Director Dividends, Director Loans and Director Liability arises from the case of BM Electrical Solutions Ltd & Anor v Belcher  EWHC 2749 (Ch).
To cut right to brass tacks the following facts appear germane:
- No company records provided by the Director to the Liquidator
- No declaration of dividends
- Substantial payments to the Director
- Unexplained cash withdrawals
- Payments of a personal flavour such as betting
- Director does not appear to readily engage with the Liquidator to evidence and explain the payments
The Court said about Mr Belcher, the Director:
Mr Belcher complains that he is hampered in his defence as he has no paperwork or records available, saying he had handed them over to “the insolvency agency”. Significantly, he goes on to say that he still has the server and computer with the Company’s accounts package on them, but that he has tried and cannot access them.
Observation: Accessing the data on a server or computer to interrogate data files may not require password access. You can often strip out the drive from its existing housing and plug it into your machine as shown in the following clip.
The Court recorded in its Judgment the following:
As to the £8,477.53 charged to his card for restaurants, gambling and football tickets, he says that the restaurant costs and some hotel costs were for when he was working away from home. This seems to have included costs of entertaining clients for meals. He identifies one particular entry of Parkdean Holidays as being the cost of renting a caravan for employees to stay in, this having been cheaper than booking hotel rooms. He accepts that the purchase of football tickets was for personal use, although he did take clients on occasion, and also that he sponsored his son’s football team.
He accepts in his witness statement that the money spent on betting was “totally unacceptable”. These totalled £12,232.00 being a combination of monies spent with Bet365 and SkyBet, the latter being part of the monies charged to his card.
The Liquidator’s approach to obtaining computer records was as follows:
The Liquidator was only asked a few questions. He told me that he has not had any contact with Mr Belcher directly, save for one letter that he sent to Mr Belcher shortly after his appointment to which Mr Belcher did not respond. He said that he had not been offered access to the computer and server to which Mr Belcher had referred in his witness statement, saying that he thought that it would have been offered as part of the disclosure process which had been ordered to take place. Having said that, he went on to say that he made no attempt to ask Mr Belcher for access to those items, having noted that they had been referred to in the witness statement. The reason why is that he read it as being inaccessible having been switched off for 3 years.

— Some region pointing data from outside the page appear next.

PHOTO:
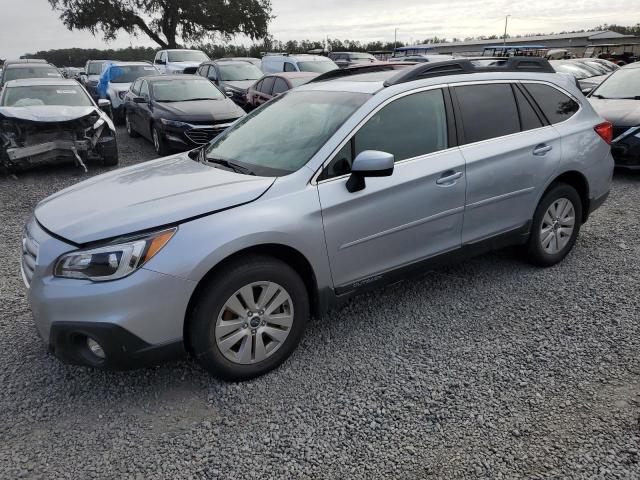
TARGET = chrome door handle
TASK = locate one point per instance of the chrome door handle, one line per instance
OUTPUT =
(449, 178)
(542, 150)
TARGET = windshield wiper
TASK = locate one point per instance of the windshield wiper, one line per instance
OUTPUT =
(227, 164)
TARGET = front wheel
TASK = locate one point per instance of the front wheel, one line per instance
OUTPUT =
(556, 225)
(248, 318)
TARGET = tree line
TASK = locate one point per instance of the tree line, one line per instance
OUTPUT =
(77, 57)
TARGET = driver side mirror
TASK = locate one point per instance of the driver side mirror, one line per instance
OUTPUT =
(370, 163)
(104, 105)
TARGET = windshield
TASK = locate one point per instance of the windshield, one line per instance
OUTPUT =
(36, 71)
(95, 68)
(318, 67)
(623, 83)
(601, 69)
(184, 91)
(67, 95)
(572, 69)
(188, 56)
(239, 71)
(363, 56)
(281, 137)
(130, 73)
(297, 81)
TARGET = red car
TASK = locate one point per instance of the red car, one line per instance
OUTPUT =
(275, 84)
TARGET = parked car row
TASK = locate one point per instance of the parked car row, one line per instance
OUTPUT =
(226, 251)
(188, 120)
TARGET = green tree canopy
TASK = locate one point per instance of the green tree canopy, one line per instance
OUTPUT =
(167, 22)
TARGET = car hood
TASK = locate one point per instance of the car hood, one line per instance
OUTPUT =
(153, 194)
(240, 84)
(47, 113)
(184, 64)
(119, 87)
(595, 81)
(214, 110)
(622, 113)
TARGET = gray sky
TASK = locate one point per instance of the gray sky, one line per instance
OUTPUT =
(30, 25)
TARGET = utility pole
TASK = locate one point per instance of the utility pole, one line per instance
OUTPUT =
(506, 22)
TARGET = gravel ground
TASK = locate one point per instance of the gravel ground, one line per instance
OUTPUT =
(489, 369)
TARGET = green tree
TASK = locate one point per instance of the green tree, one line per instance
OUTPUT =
(167, 22)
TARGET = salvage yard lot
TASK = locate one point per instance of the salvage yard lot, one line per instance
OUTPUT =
(487, 369)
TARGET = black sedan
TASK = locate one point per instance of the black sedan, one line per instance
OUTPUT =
(617, 100)
(178, 112)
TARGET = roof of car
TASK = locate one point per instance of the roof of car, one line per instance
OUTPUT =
(371, 83)
(119, 63)
(155, 78)
(293, 74)
(302, 57)
(35, 82)
(29, 65)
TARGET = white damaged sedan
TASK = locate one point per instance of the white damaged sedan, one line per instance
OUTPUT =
(50, 119)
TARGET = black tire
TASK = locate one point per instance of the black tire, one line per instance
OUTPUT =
(536, 253)
(160, 146)
(211, 301)
(130, 130)
(110, 157)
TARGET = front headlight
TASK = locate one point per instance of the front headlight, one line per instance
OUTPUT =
(173, 123)
(112, 262)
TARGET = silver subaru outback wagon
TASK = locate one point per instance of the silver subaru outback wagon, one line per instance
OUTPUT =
(355, 180)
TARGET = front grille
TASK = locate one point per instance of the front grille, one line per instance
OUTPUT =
(29, 256)
(200, 136)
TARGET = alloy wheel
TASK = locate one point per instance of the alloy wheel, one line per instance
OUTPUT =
(557, 226)
(254, 323)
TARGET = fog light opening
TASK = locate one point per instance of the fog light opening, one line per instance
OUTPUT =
(96, 349)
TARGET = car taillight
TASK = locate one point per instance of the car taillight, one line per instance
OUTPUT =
(605, 130)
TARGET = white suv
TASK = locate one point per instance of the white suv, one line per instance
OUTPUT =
(171, 62)
(298, 63)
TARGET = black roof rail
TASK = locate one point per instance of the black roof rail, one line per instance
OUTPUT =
(461, 66)
(360, 69)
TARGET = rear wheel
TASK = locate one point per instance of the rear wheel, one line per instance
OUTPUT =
(249, 318)
(556, 225)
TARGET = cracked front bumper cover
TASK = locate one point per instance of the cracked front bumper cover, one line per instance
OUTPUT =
(53, 149)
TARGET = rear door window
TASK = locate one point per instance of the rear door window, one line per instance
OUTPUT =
(529, 119)
(135, 89)
(144, 90)
(488, 111)
(555, 105)
(280, 86)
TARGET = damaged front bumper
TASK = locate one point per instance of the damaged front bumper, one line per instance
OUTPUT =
(27, 142)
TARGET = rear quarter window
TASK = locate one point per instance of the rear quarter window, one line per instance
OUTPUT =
(555, 105)
(488, 111)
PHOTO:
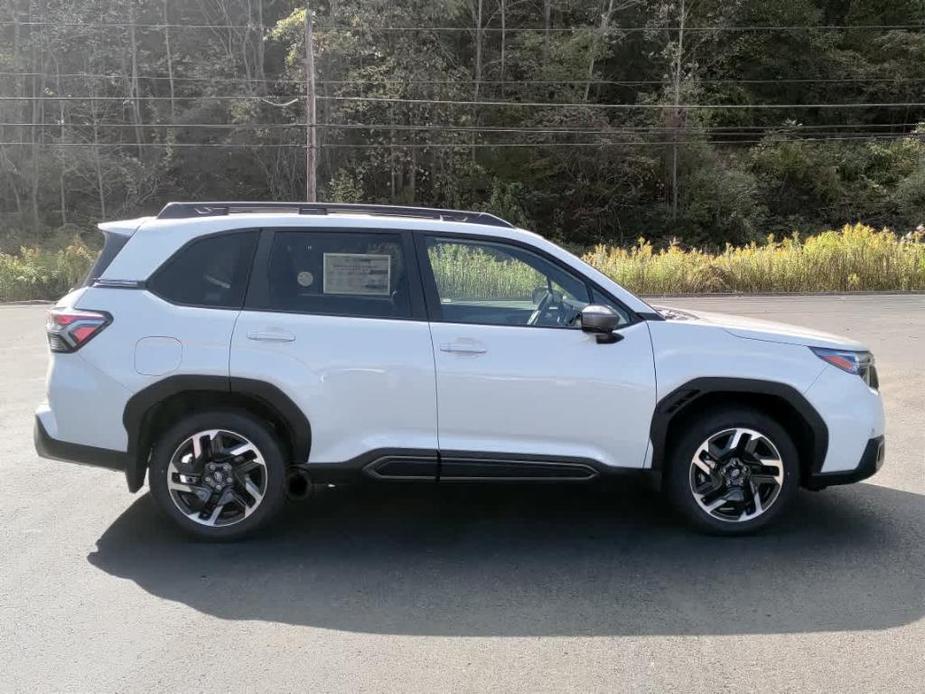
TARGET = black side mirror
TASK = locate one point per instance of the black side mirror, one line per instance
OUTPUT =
(602, 321)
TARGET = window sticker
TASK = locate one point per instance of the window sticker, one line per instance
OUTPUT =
(364, 274)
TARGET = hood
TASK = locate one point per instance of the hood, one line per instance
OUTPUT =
(768, 331)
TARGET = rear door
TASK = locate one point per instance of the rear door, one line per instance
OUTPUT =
(518, 382)
(336, 320)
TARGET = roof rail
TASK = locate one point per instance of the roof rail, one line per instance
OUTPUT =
(187, 210)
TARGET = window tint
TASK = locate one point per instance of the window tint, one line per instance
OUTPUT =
(500, 284)
(212, 271)
(338, 273)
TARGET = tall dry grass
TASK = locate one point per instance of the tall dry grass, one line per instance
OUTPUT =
(854, 258)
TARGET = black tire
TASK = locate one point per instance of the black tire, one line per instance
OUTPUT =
(695, 432)
(238, 422)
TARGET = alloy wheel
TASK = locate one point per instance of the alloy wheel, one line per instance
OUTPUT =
(217, 477)
(736, 475)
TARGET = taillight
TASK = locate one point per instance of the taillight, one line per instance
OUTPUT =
(857, 363)
(70, 329)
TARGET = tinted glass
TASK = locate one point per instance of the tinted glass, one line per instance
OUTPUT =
(500, 284)
(338, 273)
(211, 272)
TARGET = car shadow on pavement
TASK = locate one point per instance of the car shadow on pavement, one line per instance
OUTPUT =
(534, 561)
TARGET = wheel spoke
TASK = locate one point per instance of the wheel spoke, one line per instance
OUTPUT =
(712, 506)
(736, 474)
(211, 508)
(252, 489)
(706, 465)
(756, 499)
(178, 485)
(243, 449)
(216, 500)
(718, 493)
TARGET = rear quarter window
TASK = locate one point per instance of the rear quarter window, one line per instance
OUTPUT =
(211, 271)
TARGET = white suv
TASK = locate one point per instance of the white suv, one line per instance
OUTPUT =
(237, 351)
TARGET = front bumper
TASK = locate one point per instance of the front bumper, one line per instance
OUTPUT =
(871, 461)
(54, 449)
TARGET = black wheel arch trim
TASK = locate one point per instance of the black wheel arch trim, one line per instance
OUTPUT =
(678, 401)
(143, 404)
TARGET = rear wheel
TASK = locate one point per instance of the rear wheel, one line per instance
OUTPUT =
(733, 471)
(219, 475)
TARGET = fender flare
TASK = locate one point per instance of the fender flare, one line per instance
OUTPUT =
(678, 400)
(144, 401)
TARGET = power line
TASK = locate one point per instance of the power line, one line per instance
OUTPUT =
(746, 129)
(436, 145)
(252, 80)
(451, 102)
(457, 29)
(541, 104)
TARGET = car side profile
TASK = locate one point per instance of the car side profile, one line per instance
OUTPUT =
(233, 352)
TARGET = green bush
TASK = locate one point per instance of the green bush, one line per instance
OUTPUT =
(36, 273)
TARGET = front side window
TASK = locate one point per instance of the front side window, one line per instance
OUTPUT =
(211, 271)
(338, 273)
(501, 284)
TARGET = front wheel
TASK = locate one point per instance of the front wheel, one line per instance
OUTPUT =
(733, 471)
(219, 475)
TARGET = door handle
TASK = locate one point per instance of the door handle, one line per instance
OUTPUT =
(463, 347)
(271, 336)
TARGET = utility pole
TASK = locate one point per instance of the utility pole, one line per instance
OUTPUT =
(311, 146)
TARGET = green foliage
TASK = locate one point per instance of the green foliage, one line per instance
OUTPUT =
(589, 172)
(35, 273)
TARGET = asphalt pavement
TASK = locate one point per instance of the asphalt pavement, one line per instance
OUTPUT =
(393, 588)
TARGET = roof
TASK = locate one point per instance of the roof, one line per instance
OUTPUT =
(198, 210)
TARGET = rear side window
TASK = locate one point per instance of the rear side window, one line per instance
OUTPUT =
(211, 271)
(341, 273)
(112, 244)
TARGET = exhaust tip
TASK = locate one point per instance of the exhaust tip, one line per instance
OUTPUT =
(298, 484)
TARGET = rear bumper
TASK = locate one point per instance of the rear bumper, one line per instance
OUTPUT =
(871, 461)
(54, 449)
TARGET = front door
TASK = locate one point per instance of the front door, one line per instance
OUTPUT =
(518, 382)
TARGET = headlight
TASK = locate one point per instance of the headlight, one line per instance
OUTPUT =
(857, 363)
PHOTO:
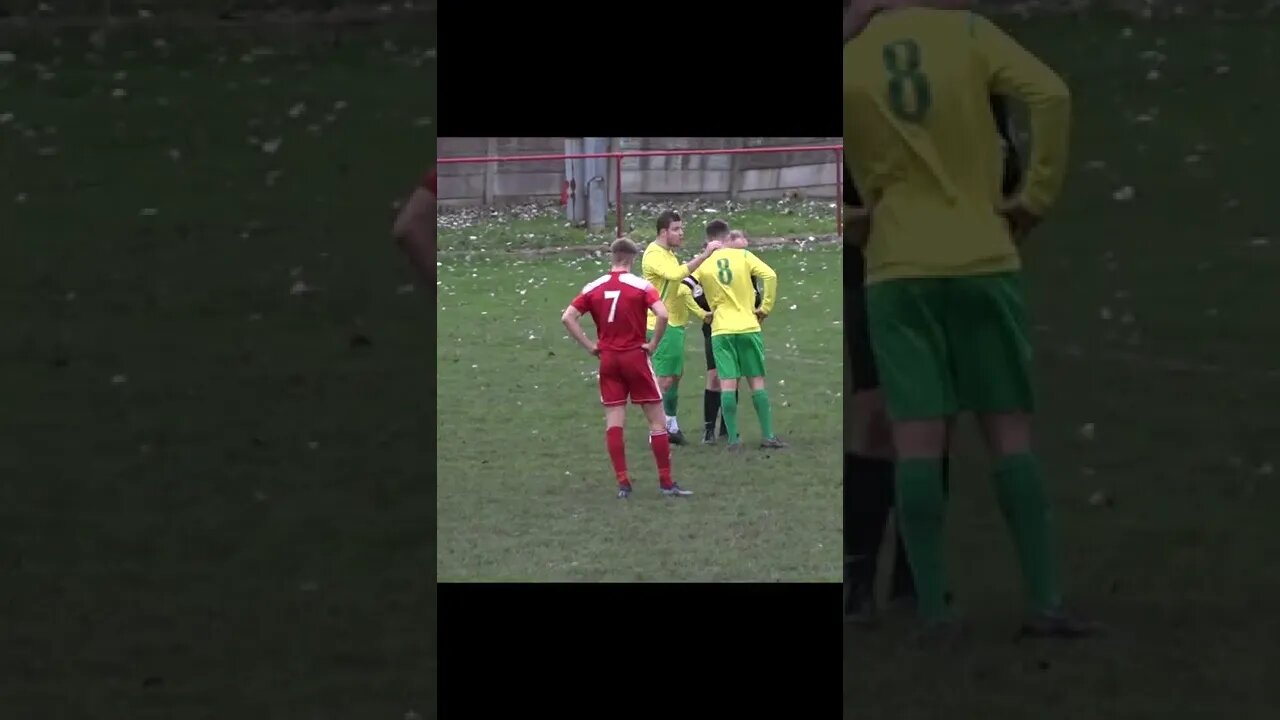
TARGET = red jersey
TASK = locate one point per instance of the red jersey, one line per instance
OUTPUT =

Some of the payments were deemed to be dividends by the Director but the Court said:
For a dividend to become payable it must be declared. Once it is declared it becomes a debt due by the company to the member. However, unless formally declared there is no liability on the company to pay it (Bond v. Barrow Hermatite Steel Co.  1 Ch 353 at 362).
Accordingly, if Mr Belcher cannot point to a dividend having actually been declared, it is not open to him to say now that payments he has received should be treated as having been declared as dividends. However, even if he could do so, he would have to go on to show that any such dividend was lawfully declared in accordance with Part 23 of the Companies Act 2006 by reference to the last relevant accounts or some interim accounts. If he cannot do that, any distribution to him would be unlawful and he would be liable to pay it back to the Company.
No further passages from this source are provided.